New thinking

Phil Trans has a special issue (‘New thinking: the evolution of human cognition’ compiled and edited by Cecilia Heyes and Uta Frith) on new ways of thinking about thinking, which is a recent response to evolutionary psychology and insistence upon there being modules. One of the essays, by Nicholas Shea, is open access and has links to some papers that allow you access indirectly.

The issue is partially instigated by Kim Sterelny’s latest book, The evolved apprentice (London, UK: MIT Press). Sterelny argues that we evolved the ability to do culture by instruction, which changed our learning environment and led to the Olduwan technological revolution.

This seems to be the vanguard of a new way to approach cognitive evolution, a kind of post-evopsych general approach. There are disputes of detail within the movement, if it can be called that, but all agree that massive modularity of mind is not a helpful way to deal with human cognition.

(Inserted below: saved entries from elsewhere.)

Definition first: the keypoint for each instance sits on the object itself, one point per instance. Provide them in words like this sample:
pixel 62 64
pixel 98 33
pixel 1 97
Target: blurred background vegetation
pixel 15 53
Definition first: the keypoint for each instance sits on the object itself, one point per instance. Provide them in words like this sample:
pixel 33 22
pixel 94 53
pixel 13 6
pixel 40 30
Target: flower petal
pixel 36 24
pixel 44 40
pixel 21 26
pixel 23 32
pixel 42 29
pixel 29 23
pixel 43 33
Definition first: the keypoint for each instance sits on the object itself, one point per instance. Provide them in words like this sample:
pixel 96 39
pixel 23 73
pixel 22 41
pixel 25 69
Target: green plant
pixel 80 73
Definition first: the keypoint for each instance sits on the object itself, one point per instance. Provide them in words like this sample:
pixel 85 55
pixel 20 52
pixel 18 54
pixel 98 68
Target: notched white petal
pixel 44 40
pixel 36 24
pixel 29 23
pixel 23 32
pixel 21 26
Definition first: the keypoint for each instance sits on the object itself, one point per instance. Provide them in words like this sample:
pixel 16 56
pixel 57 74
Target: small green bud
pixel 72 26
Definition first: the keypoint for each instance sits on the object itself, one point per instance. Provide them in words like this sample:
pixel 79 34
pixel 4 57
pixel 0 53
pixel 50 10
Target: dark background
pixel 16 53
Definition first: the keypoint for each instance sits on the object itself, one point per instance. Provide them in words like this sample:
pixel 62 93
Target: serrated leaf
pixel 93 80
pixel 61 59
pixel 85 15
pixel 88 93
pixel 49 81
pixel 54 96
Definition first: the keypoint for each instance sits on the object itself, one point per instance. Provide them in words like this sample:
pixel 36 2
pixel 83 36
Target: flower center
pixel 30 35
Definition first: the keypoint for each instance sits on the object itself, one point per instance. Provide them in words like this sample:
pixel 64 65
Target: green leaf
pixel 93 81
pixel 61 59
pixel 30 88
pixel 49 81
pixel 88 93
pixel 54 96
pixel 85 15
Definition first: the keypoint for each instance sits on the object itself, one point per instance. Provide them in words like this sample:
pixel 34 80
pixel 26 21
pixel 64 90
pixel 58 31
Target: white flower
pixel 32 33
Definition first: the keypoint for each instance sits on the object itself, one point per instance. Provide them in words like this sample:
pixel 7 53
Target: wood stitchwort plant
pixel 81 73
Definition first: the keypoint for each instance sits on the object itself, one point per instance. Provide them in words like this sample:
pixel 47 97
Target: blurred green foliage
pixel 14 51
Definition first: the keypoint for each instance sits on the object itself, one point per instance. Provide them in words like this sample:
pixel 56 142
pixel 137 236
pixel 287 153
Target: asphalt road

It also therefore deals with the issue of cultural evolution (post-Dawkinsian, as it were, but also challenging the Boyd and Richerson dual inheritance theory.

3 Comments

Filed under Cognition, Evolution

3 Responses to New thinking

  1. GaryB

    Hey John, nice to see you’re back and active.

       0 likes

  2. DiscoveredJoys

    What a treasure trove of information. Thanks for bringing it to my attention. I’ll have to go away and read it all carefully.

       0 likes

  3. Jeff Rubinoff

    If I ever need to sign into a motel under an assumed name, I’m using “Phil Trans.”